ZBJ Service Transaction Search & NLP System
Apr 1, 2017
ยท
2 min read

Project Background:
- Developed a service transaction search system for ZBJ.com, a leading service intermediary platform connecting enterprises with talent providers.
- Addressed challenges of long and noisy user search queries that affected category prediction accuracy and service recommendation.
- Aimed to improve search recall, class prediction, and revenue through automated text intelligence.
Data Collection & Processing:
- Source: User search logs and demand orders from ZBJ platform.
- Data cleaning: Removed special symbols, duplicated sentences, and irrelevant text.
- Text segmentation: Customized dictionary segmentation using Ansj.
- Labeling: Combined manual annotation with automated pre-labeling for named entity recognition (NER) and category classification.
- Data augmentation: Supplemented domain-specific vocabulary and knowledge from external sources (e.g., Baidu Encyclopedia).
Modeling & Optimization:
Named Entity Recognition (NER):
- Algorithms: HMM, CRF, LSTM-CRF.
- Training Tricks: CRF++ tool with feature templates (Unigram/Bigram), L2 regularization tuned via cross-validation, gradient optimization using L-BFGS, Viterbi decoding for sequence labeling.

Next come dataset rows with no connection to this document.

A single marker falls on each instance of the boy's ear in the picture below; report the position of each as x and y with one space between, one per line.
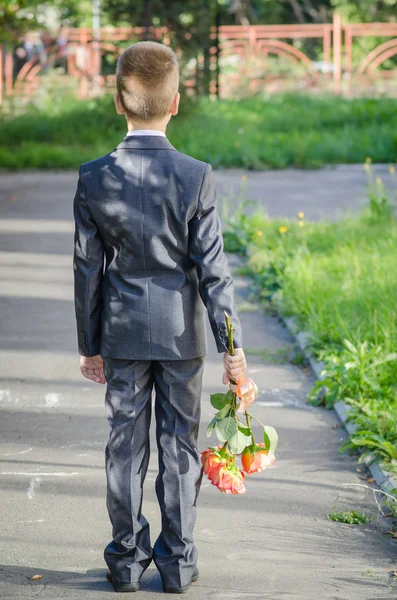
118 105
175 104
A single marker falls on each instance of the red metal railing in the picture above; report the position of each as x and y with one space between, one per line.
242 59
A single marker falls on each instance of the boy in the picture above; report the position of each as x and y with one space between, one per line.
148 254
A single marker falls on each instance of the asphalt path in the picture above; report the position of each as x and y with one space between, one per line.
275 542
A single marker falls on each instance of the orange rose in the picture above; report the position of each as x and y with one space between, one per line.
228 481
253 462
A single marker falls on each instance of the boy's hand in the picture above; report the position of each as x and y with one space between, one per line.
234 366
92 368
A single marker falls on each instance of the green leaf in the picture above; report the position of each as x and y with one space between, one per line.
244 430
239 442
211 426
218 401
270 438
226 428
229 396
223 413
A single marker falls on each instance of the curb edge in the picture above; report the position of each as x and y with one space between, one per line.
383 479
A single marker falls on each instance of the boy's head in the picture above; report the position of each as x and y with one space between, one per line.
147 83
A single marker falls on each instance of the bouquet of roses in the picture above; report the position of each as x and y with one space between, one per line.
237 439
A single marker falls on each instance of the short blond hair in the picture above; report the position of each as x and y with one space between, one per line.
147 78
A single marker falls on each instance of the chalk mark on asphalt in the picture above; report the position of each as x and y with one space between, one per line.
39 474
33 486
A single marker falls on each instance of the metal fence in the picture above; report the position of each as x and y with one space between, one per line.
239 60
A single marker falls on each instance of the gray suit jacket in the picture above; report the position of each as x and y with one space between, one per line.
148 254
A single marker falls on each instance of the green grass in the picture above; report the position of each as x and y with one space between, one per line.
255 133
350 517
340 283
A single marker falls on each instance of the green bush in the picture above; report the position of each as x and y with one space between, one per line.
255 133
340 283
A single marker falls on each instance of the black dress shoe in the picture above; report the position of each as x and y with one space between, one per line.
120 586
183 589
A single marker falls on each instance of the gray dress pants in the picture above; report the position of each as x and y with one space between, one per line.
177 386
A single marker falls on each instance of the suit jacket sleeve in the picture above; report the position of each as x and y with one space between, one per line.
206 251
88 273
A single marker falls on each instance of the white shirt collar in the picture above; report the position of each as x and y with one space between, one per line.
146 132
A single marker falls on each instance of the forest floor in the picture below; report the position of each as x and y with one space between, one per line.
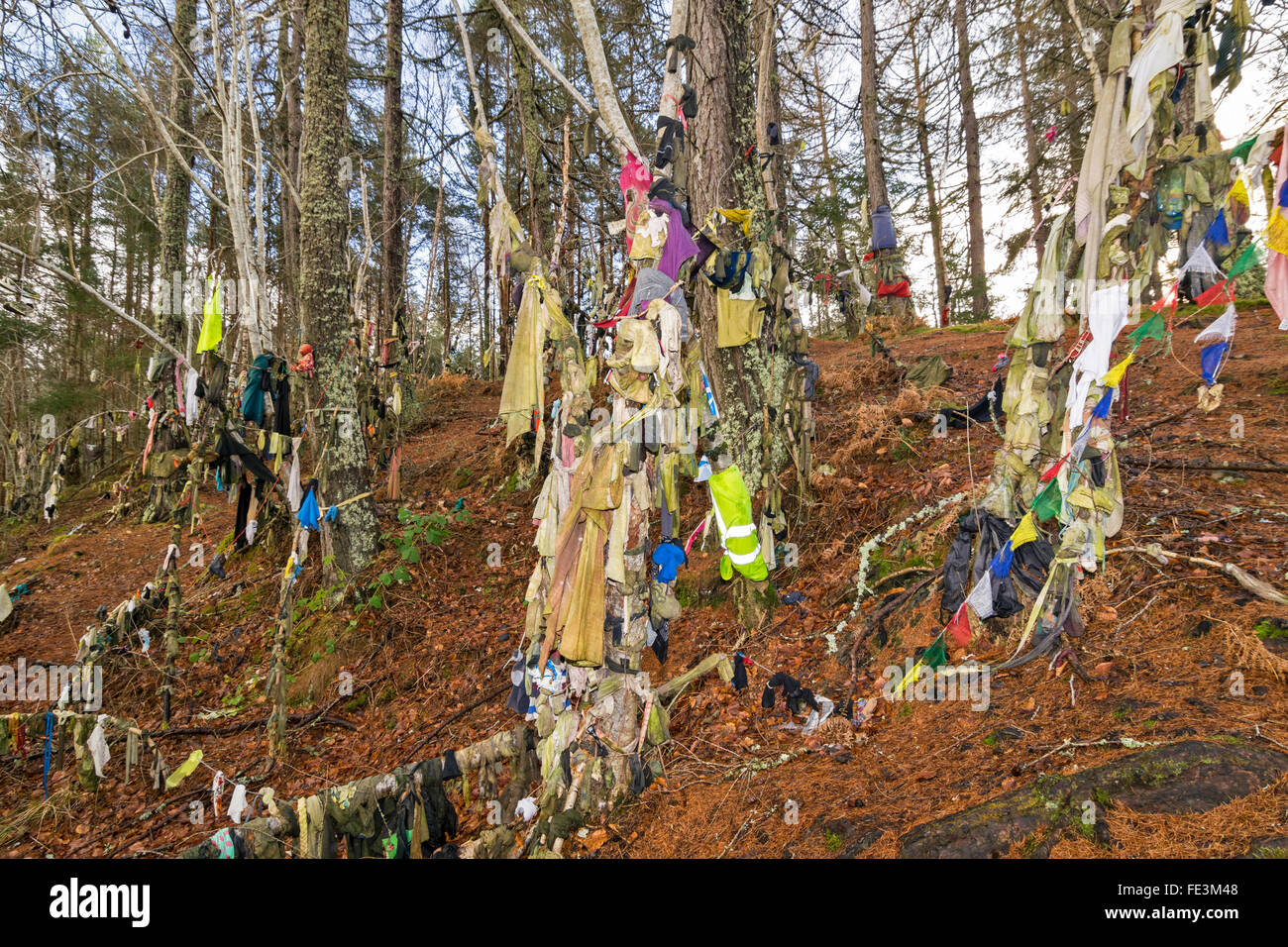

- Challenges: Ambiguous token segmentation and unseen words; solutions included custom dictionary expansion and iterative corpus updates.
- Result: CRF entity recognition accuracy 80.51%, service category prediction improved by 6%.
Text Classification:
- Algorithms: Naive Bayes, CNN, RNN.
- CNN Implementation: Word embeddings (Word2Vec), convolutional kernels (length 2-8), max-pooling layers, batch normalization, dropout.
- RNN Implementation: Sequence padding, dropout on hidden layers, gradient clipping.
- Optimization: Adjusted hyperparameters including learning rate, batch size, hidden layer depth, neuron count, activation functions, and softmax output.
- Challenges: Class imbalance and likelihood distribution issues; solutions included data resampling, TF-IDF weighted class probability adjustment, ensemble voting.
- Result: Naive Bayes accuracy 90%, CNN 85%, RNN 87%.
Project Workflow:
- Preprocess user search queries and order texts.
- Extract named entities and keywords (themes, regions, industries, requirements).
- Predict demand category using ensemble of Naive Bayes, CNN, and RNN.
- Integrate prediction results to improve search ranking and recommendation.
- Apply results to self-operated business traffic optimization.
Project Outcome:
- Optimized search recall and recommendation, directly increasing self-operated traffic revenue by approximately 1 million RMB.
- Enabled precise matching between user queries and service providers.
- Provided a scalable NLP framework for ongoing search engine and recommendation system improvement.